She darted a quick glance at him: "Why, yes, surely," she retorted, "if you want him."
Laramie was tearing out a cigarette paper: "I could look at them without him," he returned calmly.
"I don't see him, anyway," murmured Kate, professing to sweep the crowded course with her eyes.
"Don't look too hard," cautioned Laramie.
"I suppose we might save time," she suggested, ignoring his last remark, "by going without him."
CHAPTER XIV
LEFEVER ASKS QUESTIONS
Those closest to headquarters sometimes know least of what is going on. That the big celebration at the ranch could have been anything more or less than what it professed to be, did not occur to Kate; nor could anyone actually say that it was more or less.
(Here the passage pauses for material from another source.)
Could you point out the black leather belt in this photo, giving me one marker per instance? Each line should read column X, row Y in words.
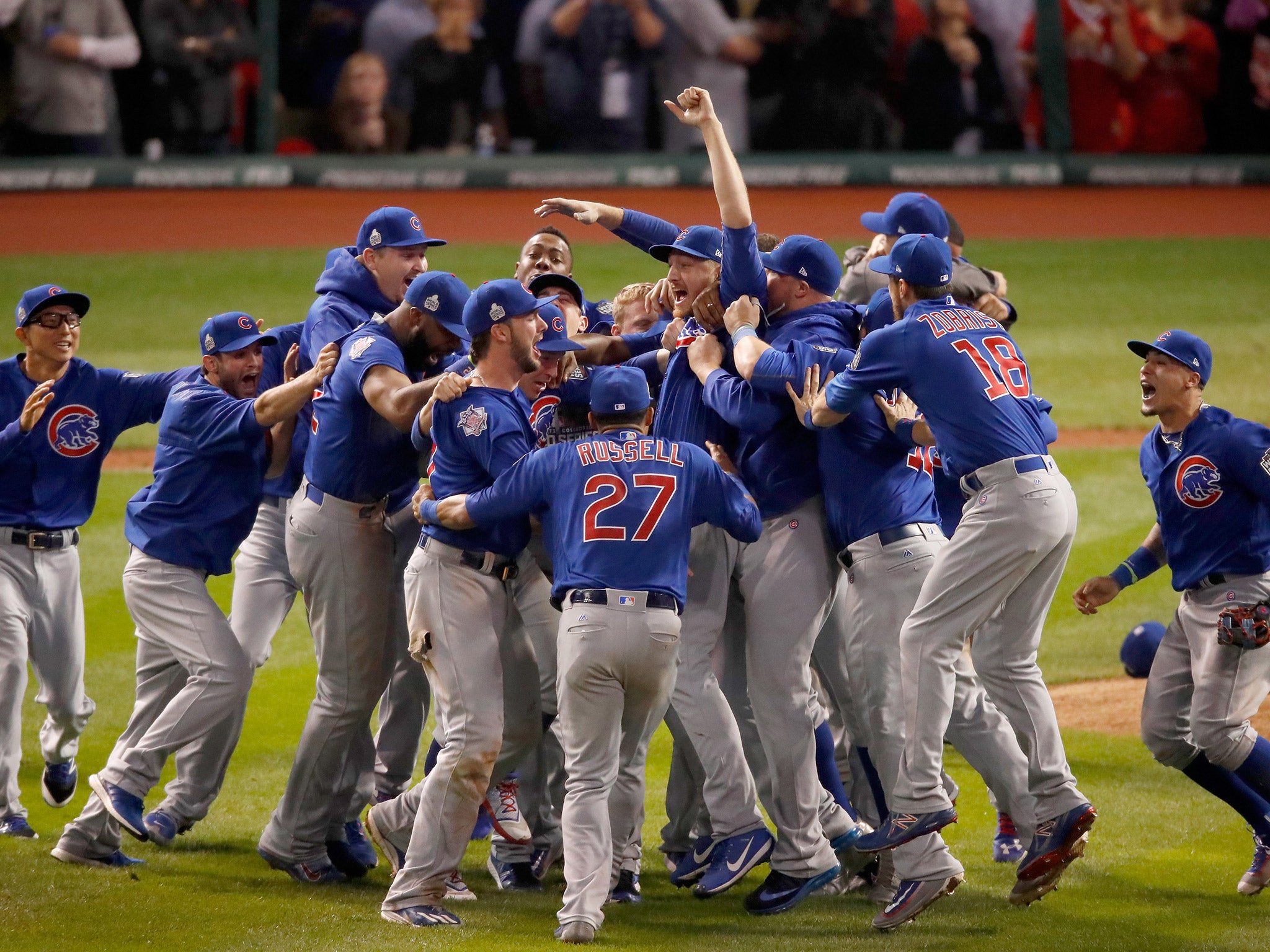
column 600, row 597
column 40, row 540
column 502, row 569
column 1028, row 464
Hawk could contemptuously refuse its overtures; Laramie could for reasons of his own accept them; the Falling Wall rustlers were out for a good time or they would not have been rustling and they would celebrate any time at anybody's expense—except their own; Carpy could believe it was to usher in a better feeling—everyone to his taste.
But the suspicious, because they did not quite understand such a move, harbored their suspicions, and among the doubting was Belle Shockley—shrewd and very much alive to the drift of things since her struggle with a cyclone. Had Belle, instead of Kate, been out at the ranch, things now coming along that Kate failed to see, would have told volumes to her.